Furthermore, the lawmakers mandated the House Committees on Tertiary Education, Health Institutions, and Foreign Affairs to engage with the leadership of the MDCN, Concerned Ukrainian Students’ Parents Forum Nigeria and other relevant MDAs to find lasting solutions to the challenge.
The House of Representatives has urged the relevant Ministries, Departments and Agencies of the Federal Government to apply a ‘doctrine of necessity’ in the reintegration of Nigerian students evacuated from Ukraine following the invasion of the Eastern European country by Russia.
At the plenary on Tuesday, the House particularly urged the Federal Ministry of Education, National Universities Commission, Joint Admissions and Matriculation Board and the Medical and Dental Council of Nigeria to ensure a seamless continuation of their education in Nigeria.
The call is based on a report by the Joint House Committees on Tertiary Education and Services, Health Institutions and Foreign Affairs, which the lawmakers unanimously considered and adopted.
It was titled ‘Report of the Committees on Tertiary Education and Services, Health Institutions, and Foreign Affairs on the Need to Safeguard the Academic Pursuit of Nigerian Youths in Ukrainian Medical Universities.’
In the report, the committee recommended, “For final year students (Year 6), (i) a doctrine of necessity should be applied and any measure to be taken should be done with a human face that cannot be injurious to the students or the system in considering students in higher levels and other levels, so as to reduce time and resources lost;
“(ii) The Medical and Dental Council of Nigeria should in the spirit of nation-building, reconsider its position and allow the Ukrainian Medical Graduates of 2022 in the sixth and final year to write the MDCN assessment examination just like Ghana and India did for their graduates;
“(iii) On the other hand, the MDCN is of the view that the graduates have a deficit as a result of non-completion of the remaining two months before the war, remedial course(s) for three to four months or for a short period of time, be organised as was the practice for all the returning foreign-trained medical graduates before it was cancelled in 2017 by the Council.”

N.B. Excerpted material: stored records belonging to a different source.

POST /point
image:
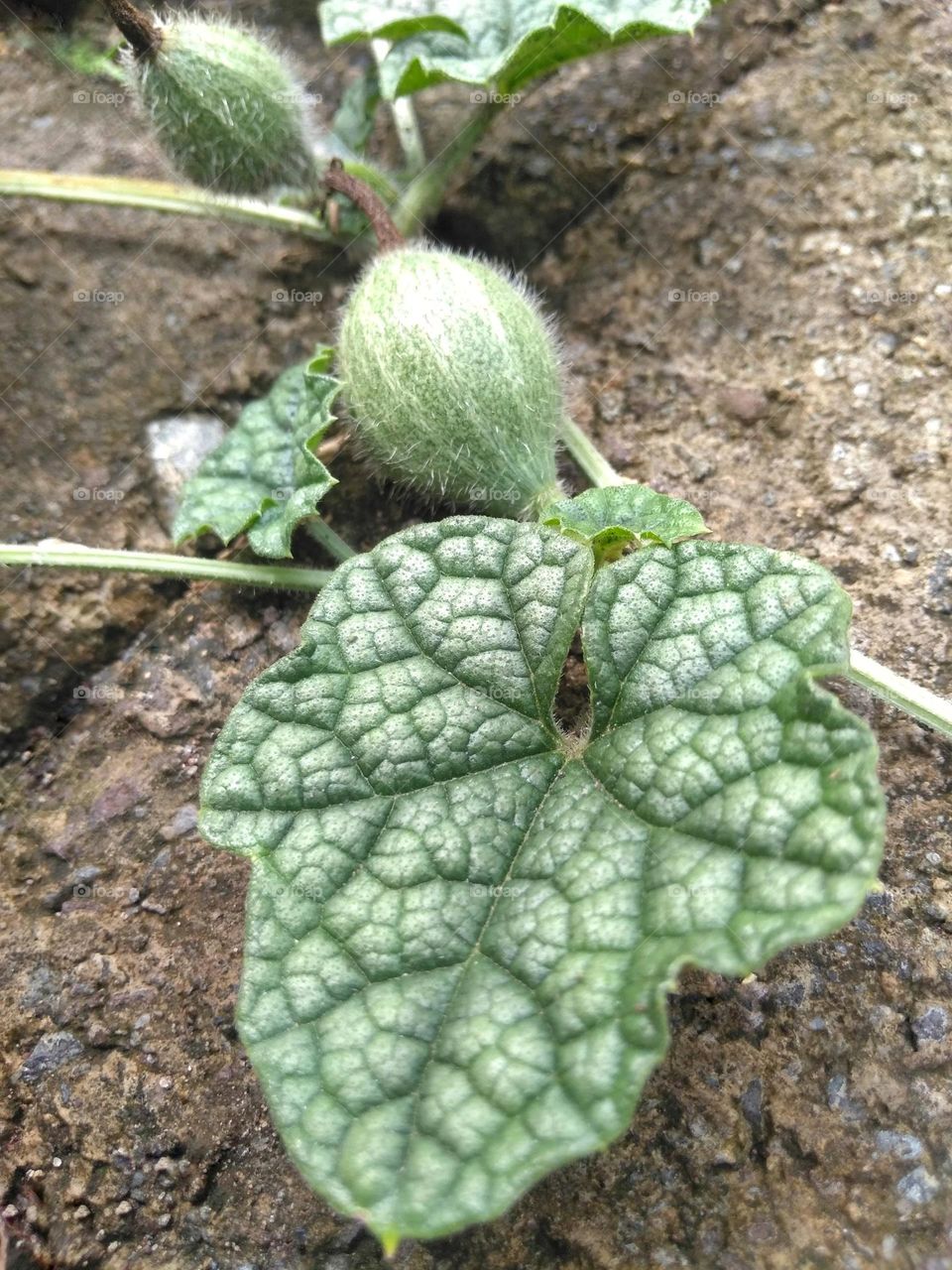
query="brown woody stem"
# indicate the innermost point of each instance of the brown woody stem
(143, 36)
(373, 207)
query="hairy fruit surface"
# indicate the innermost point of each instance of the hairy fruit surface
(225, 108)
(452, 377)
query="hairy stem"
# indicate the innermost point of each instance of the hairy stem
(921, 703)
(425, 191)
(163, 195)
(589, 458)
(157, 195)
(72, 556)
(404, 116)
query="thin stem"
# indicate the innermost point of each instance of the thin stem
(589, 458)
(164, 195)
(143, 36)
(331, 541)
(404, 119)
(157, 195)
(425, 191)
(921, 703)
(72, 556)
(370, 203)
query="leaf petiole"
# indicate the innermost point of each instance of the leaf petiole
(53, 553)
(923, 705)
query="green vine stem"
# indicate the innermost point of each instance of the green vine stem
(169, 198)
(404, 116)
(921, 703)
(72, 556)
(424, 195)
(589, 458)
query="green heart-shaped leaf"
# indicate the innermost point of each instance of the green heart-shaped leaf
(462, 922)
(612, 517)
(503, 44)
(264, 477)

The committee also recommended that, for other levels (levels one to five), the Federal Ministry of Education, JAMB and the NUC “are to ensure the students are accommodated in the appropriate levels,” while the students should approach universities of their choice and apply to be absorbed.
The House had on June 28, 2022, called on the MDCN to allow the evacuees to complete their studies in Nigerian universities.
The House had particularly called on the Council to “allow students in the sixth and final year of their programmes, who have completed their final exams, to register for the MDCN in Nigeria and allow them prove themselves.”
Also, the House urged the MDCN to “allow students in the fifth year of their medical programmes in Ukraine to be absorbed into medical schools in Nigerian universities to complete their sixth year.”
In addition, the parliament called on the Federal Government, through relevant ministries, departments and agencies, to discuss with Ukrainian authorities for universities in the country to release the transcripts of years completed, for Nigerian students willing to transfer to medical schools in Nigeria or other nations.
Furthermore, the lawmakers mandated the House Committees on Tertiary Education, Health Institutions, and Foreign Affairs to engage with the leadership of the MDCN, Concerned Ukrainian Students’ Parents Forum Nigeria and other relevant MDAs to find lasting solutions to the challenge.
These resolutions were sequel to the unanimous adoption of a motion of urgent public importance moved by a member of the House, Tajudeen Yusuf, titled ‘Need to Safeguard the Academic Pursuit of Nigerian Youths in Ukrainian Medical Universities.’